Empowerment of women and youth would be emphasised. Throughout his period of official service as Chief Minister and subsequently Prime Minister, ensuring empowerment of women and youth has remained a priority. The girl child has received particular attention, the intent being to ensure that the potential of the women of India gets utilised in the same way as that of men. There have been periods when paternalism was the norm, and even in business families, women were not encouraged to take up executive roles. Since 2014, such discrimination has become rare. Women have become equal partners of men, and daughters and daughters-in-law have been placed into positions as or more responsible than that of the men in the family. As for youth, there was a time when in government in particular, any suggestion made by a young person was ignored, such that the changes needed to remain contemporary were put off. These days, the young are encouraged to come out with ideas, which are from the start taken seriously.

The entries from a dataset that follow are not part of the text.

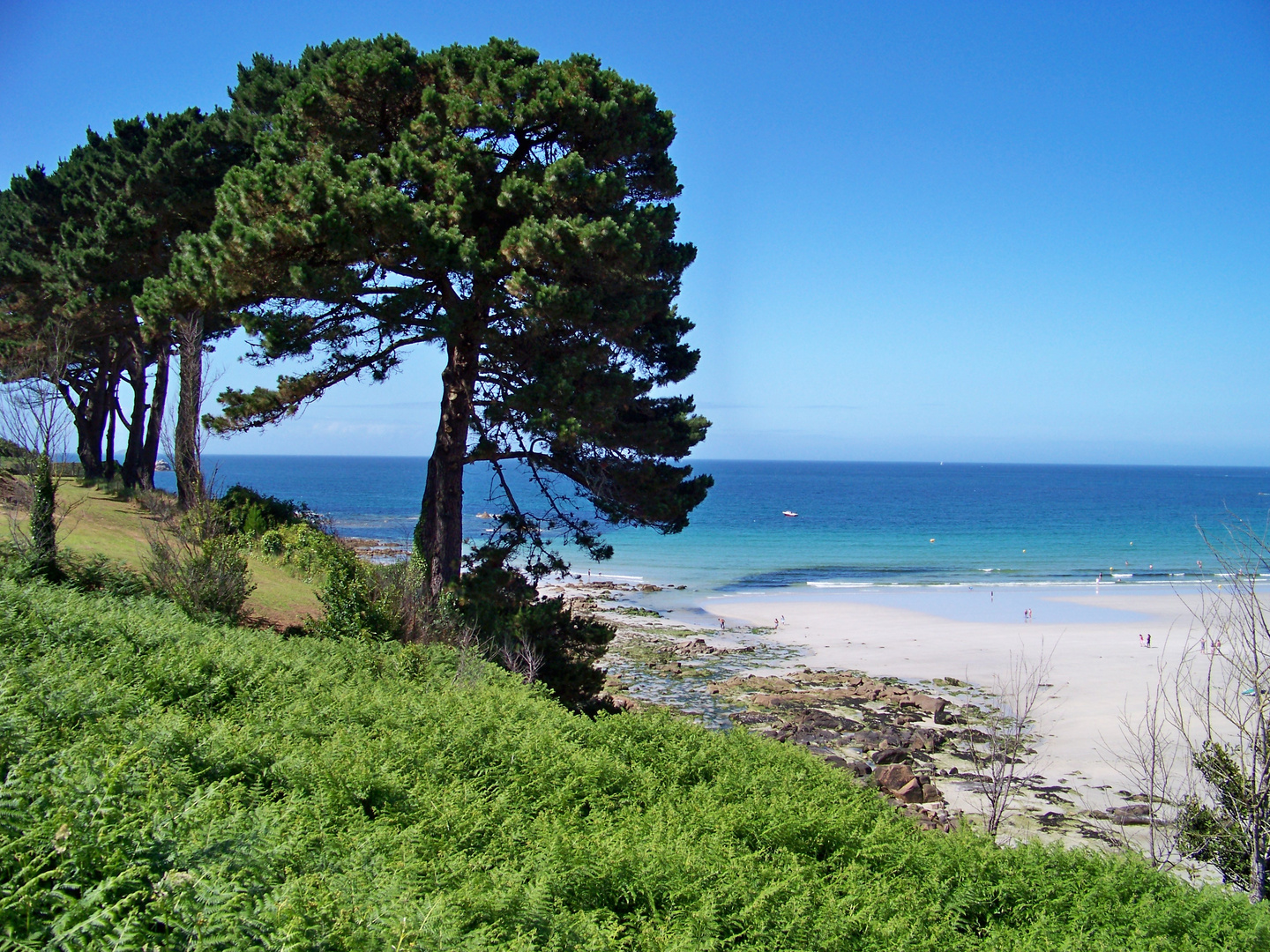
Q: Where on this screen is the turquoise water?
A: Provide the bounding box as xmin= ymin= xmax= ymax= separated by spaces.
xmin=160 ymin=456 xmax=1270 ymax=592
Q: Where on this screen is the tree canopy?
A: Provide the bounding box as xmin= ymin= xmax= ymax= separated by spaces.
xmin=143 ymin=37 xmax=711 ymax=594
xmin=0 ymin=109 xmax=251 ymax=485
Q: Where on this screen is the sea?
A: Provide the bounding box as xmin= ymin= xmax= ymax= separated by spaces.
xmin=156 ymin=456 xmax=1270 ymax=592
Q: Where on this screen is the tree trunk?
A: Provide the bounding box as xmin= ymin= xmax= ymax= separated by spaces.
xmin=173 ymin=311 xmax=203 ymax=509
xmin=138 ymin=343 xmax=171 ymax=488
xmin=414 ymin=334 xmax=480 ymax=599
xmin=119 ymin=340 xmax=146 ymax=488
xmin=101 ymin=398 xmax=118 ymax=481
xmin=75 ymin=376 xmax=106 ymax=480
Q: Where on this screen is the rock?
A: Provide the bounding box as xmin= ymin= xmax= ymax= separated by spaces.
xmin=851 ymin=731 xmax=881 ymax=750
xmin=895 ymin=777 xmax=922 ymax=804
xmin=872 ymin=764 xmax=917 ymax=791
xmin=908 ymin=727 xmax=940 ymax=751
xmin=913 ymin=695 xmax=949 ymax=715
xmin=872 ymin=747 xmax=908 ymax=764
xmin=1108 ymin=804 xmax=1151 ymax=826
xmin=728 ymin=710 xmax=773 ymax=725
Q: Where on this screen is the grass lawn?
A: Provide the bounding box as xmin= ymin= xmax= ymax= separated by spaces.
xmin=11 ymin=480 xmax=323 ymax=627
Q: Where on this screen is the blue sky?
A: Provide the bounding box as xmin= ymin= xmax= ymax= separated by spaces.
xmin=0 ymin=0 xmax=1270 ymax=465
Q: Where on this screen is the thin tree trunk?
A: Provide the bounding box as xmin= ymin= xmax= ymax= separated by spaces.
xmin=75 ymin=377 xmax=106 ymax=480
xmin=414 ymin=334 xmax=480 ymax=599
xmin=119 ymin=340 xmax=146 ymax=488
xmin=173 ymin=311 xmax=203 ymax=509
xmin=101 ymin=398 xmax=119 ymax=481
xmin=138 ymin=341 xmax=171 ymax=488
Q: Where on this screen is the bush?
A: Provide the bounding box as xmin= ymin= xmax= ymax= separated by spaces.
xmin=310 ymin=546 xmax=400 ymax=638
xmin=453 ymin=563 xmax=616 ymax=713
xmin=60 ymin=550 xmax=150 ymax=598
xmin=28 ymin=455 xmax=61 ymax=582
xmin=217 ymin=485 xmax=321 ymax=537
xmin=0 ymin=582 xmax=1270 ymax=952
xmin=146 ymin=534 xmax=255 ymax=623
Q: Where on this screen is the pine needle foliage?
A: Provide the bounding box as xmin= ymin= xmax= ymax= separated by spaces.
xmin=0 ymin=582 xmax=1270 ymax=952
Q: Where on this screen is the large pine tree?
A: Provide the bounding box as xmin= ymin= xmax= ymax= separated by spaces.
xmin=138 ymin=37 xmax=711 ymax=594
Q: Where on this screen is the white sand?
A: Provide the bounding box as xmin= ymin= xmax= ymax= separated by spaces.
xmin=702 ymin=586 xmax=1198 ymax=792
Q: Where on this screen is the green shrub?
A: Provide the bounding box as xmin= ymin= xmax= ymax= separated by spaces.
xmin=60 ymin=550 xmax=150 ymax=598
xmin=146 ymin=536 xmax=255 ymax=623
xmin=0 ymin=582 xmax=1270 ymax=952
xmin=310 ymin=546 xmax=400 ymax=638
xmin=28 ymin=453 xmax=61 ymax=582
xmin=240 ymin=524 xmax=348 ymax=582
xmin=217 ymin=485 xmax=320 ymax=536
xmin=455 ymin=563 xmax=616 ymax=712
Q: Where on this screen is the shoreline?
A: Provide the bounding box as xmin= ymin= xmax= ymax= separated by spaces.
xmin=543 ymin=575 xmax=1198 ymax=845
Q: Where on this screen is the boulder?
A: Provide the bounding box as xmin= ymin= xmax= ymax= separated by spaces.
xmin=872 ymin=747 xmax=908 ymax=764
xmin=851 ymin=731 xmax=881 ymax=750
xmin=872 ymin=764 xmax=917 ymax=792
xmin=908 ymin=729 xmax=940 ymax=751
xmin=1108 ymin=804 xmax=1151 ymax=826
xmin=895 ymin=777 xmax=922 ymax=804
xmin=913 ymin=695 xmax=949 ymax=715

Making accessibility to knowledge mainstream is another priority. In a country where before 2029 more than 900 million citizens will have access to the internet, elements of the medium are being designed to ensure to inter alia that farmers get a real time picture of market opportunities, and reduce the role of, and the markup charged by, such middlemen, so that the price secured by the farmer is closer to that charged to the consumer. Rather than omnibus laws covering the entire country in a field as varied as agriculture, states and ultimately districts will be given the choice or choices of which marketing system to utilise. States that do better will soon have their example followed by others.
Innovation is being stressed and encouraged. Too many talented minds have in the past found the system of regulation and access to funds below par, so that they have been forced to go abroad, thereby giving another country the benefit of their talent. This has been changing during Modi 2, the period of consolidation, and is accelerating during Modi 3.0, the period of innovation. Fields such as Artificial General Intelligence (AGI) are being developed, and IT Minister Ashwini Vaishnaw has indicated that India will have its own version of DeepSeek within a year. Although DeepSeek is being advertised as costing a mere $5 million to develop, the reality is that it is the end product of billions of dollars of state expenditure, mainly in using offshore locations based in Singapore and elsewhere to access US tech innovations and silently transfer them to China. Countries that serve as fronts for PRC enterprises are now coming under the scanner of India and the US. Whether it be in health, education, housing or other fields, the transformation of India through the Modi Revolution is coming into full view. The 2025-26 Union Budget presented by Finance Minister Sitharaman is an unmistakable herald of such changes.